Congratulations! We have made a good beginning. Even if only a little bit, each of us has yet experienced something of a "Triumph" this past week. At the very beginning of this first week of Lent, you made the effort to humble yourselves, asking and granting forgiveness of each other. In doing this you also experienced something of a foretaste of God's loving forgiveness and the joy that is ours when we actually experience freedom from the bondage of resentments, remembering wrongs and hidden animosities towards others. This is an experience of the triumph of good over evil, truth over falsehood and of the Christian Spirit over the spirit of the "Old Man" of our fallen selves - a "Triumph"of Orthodoxy.
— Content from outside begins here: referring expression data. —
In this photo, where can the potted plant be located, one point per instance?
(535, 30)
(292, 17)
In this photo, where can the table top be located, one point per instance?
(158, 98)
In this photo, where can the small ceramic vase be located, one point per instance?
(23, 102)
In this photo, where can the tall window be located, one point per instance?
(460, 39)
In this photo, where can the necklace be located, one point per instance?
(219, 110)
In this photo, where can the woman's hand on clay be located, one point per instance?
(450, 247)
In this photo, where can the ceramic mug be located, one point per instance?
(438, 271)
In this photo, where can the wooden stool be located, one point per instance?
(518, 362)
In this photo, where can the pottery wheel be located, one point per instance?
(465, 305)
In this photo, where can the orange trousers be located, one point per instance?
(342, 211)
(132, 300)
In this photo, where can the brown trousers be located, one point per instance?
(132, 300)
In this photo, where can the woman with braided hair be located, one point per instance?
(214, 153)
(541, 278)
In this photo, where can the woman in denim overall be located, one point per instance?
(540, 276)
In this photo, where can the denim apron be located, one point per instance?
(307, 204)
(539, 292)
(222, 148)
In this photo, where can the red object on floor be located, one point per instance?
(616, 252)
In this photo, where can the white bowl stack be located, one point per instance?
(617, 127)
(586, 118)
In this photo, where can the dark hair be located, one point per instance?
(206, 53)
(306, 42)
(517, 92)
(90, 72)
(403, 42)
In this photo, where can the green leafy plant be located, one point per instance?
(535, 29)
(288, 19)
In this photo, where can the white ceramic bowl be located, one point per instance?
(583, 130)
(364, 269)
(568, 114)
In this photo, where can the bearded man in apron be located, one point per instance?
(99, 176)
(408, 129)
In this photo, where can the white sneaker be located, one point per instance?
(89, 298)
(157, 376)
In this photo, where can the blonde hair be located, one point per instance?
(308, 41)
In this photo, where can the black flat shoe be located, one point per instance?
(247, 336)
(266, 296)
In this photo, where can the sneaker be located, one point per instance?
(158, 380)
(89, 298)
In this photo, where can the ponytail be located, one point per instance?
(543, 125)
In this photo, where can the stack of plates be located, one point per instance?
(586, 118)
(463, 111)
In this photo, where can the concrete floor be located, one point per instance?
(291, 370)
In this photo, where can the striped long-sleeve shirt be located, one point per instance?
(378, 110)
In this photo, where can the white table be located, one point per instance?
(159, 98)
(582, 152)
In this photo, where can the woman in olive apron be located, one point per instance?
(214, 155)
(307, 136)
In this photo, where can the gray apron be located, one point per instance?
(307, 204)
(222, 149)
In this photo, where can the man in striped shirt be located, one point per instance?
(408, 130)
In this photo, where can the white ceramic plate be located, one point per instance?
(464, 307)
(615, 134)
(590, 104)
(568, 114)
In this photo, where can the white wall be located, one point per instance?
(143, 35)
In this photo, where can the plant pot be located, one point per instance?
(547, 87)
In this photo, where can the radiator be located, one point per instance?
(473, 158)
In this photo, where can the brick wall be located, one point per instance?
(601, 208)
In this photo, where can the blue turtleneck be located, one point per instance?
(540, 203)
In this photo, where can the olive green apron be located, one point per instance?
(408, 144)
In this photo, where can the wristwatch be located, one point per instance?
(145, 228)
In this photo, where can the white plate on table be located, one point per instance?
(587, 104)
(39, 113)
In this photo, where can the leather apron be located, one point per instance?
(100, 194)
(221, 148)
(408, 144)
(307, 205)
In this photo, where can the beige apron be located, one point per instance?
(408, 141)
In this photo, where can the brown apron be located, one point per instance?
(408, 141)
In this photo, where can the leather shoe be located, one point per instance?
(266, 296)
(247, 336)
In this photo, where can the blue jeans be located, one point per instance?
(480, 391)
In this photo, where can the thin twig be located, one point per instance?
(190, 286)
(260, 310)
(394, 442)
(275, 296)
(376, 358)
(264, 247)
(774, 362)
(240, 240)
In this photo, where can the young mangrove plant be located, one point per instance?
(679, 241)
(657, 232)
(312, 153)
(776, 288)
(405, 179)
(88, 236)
Next we began the Great Canon of St. Andrew of Crete - four consecutive nights of it! Some of us may have wondered at and been puzzled by this, seemingly endless and unrelenting, meditation on the sins and failings of Ancient people. Perhaps we had a bit of a hard time,were offended, or even depressed, by the assumption that we, ourselves, might be somehow participators in these very same sins and failings. The Canon is about the fallen man, about all humanity estranged from the Spirit of God. And as the pagan Marcus Aurelius famously said many years ago;"Nothing human is foreign to me." To hear this masterpiece of self accusation is, again, an effort to humble ourselves and to likewise remind ourselves of the enormity of what Christ came to do for us. Again, a "Triumph" of Orthodoxy.
With such an excellent preparation we then came to the first service of the Pre-sanctified Liturgy on Friday evening. These quietly beautiful evening Liturgies are a special feature of our Lenten journey. The unique "last prayer" of the service reveals to us the purpose and great value of these services:
"O Almighty Lord, who has made all created things in Wisdom,
and by Thine inexpressible Providence and great goodness
has brought us to these all-holy days for the purification of body and soul,
for the controlling of carnal passions, and for hope of the Resurrection;
who during the forty days didst give into the hand of thy servant Moses the Tables of the Law...
enable us also, O Good One, to fight the good fight,
to accomplish the course of the Fast, to preserve inviolate the faith,
to crush underfoot the heads of invisible serpents,
to be accounted victors over sin,
and to attain uncondemned and adore the Holy Resurrection...
This is a "Triumph" of Orthodoxy - in us!"
So, once again, I say, congratulations! We have made a beginning.
This Sunday of Orthodoxy, we are not just celebrating an ancient doctrinal victory of the historical Church, the theological justification of icons and their veneration. Important as that is to the truth of our faith, it will be of little meaning or practical help to us if we do not experience Christ's victory over sin and evil in our own lives. This is of utmost importance. In our Orthodox evangelism we tell people "Come and see for yourselves." Not believe this, or that, rational proposition or explanation. Come and see. Come and experience the Truth directly and grow in the knowledge of that Truth through a continually deepening relationship with Jesus Christ in His Church. We do not sing"We Know about the True Light" but rather"We have seen the True Light." We must be witnesses to the Power and Love of God, witnesses of what that Power and Love are doing in our own lives to rescue us from the illusions of our fallen minds and hearts. Indeed. If we do not know this triumph in our own lives we will never really understand either Christ's Great Victory or the many great historical victories of His Church and His Saints.
The Triumph of Orthodoxy is not a triumph of ours but rather a triumph of God - in us, a blessed defeat of our egotism and a liberation from the bondage of Self. Let us be joyful, therefore, and press on into an ever deeper repentance and an ever greater "Triumph of Orthodoxy." Amen!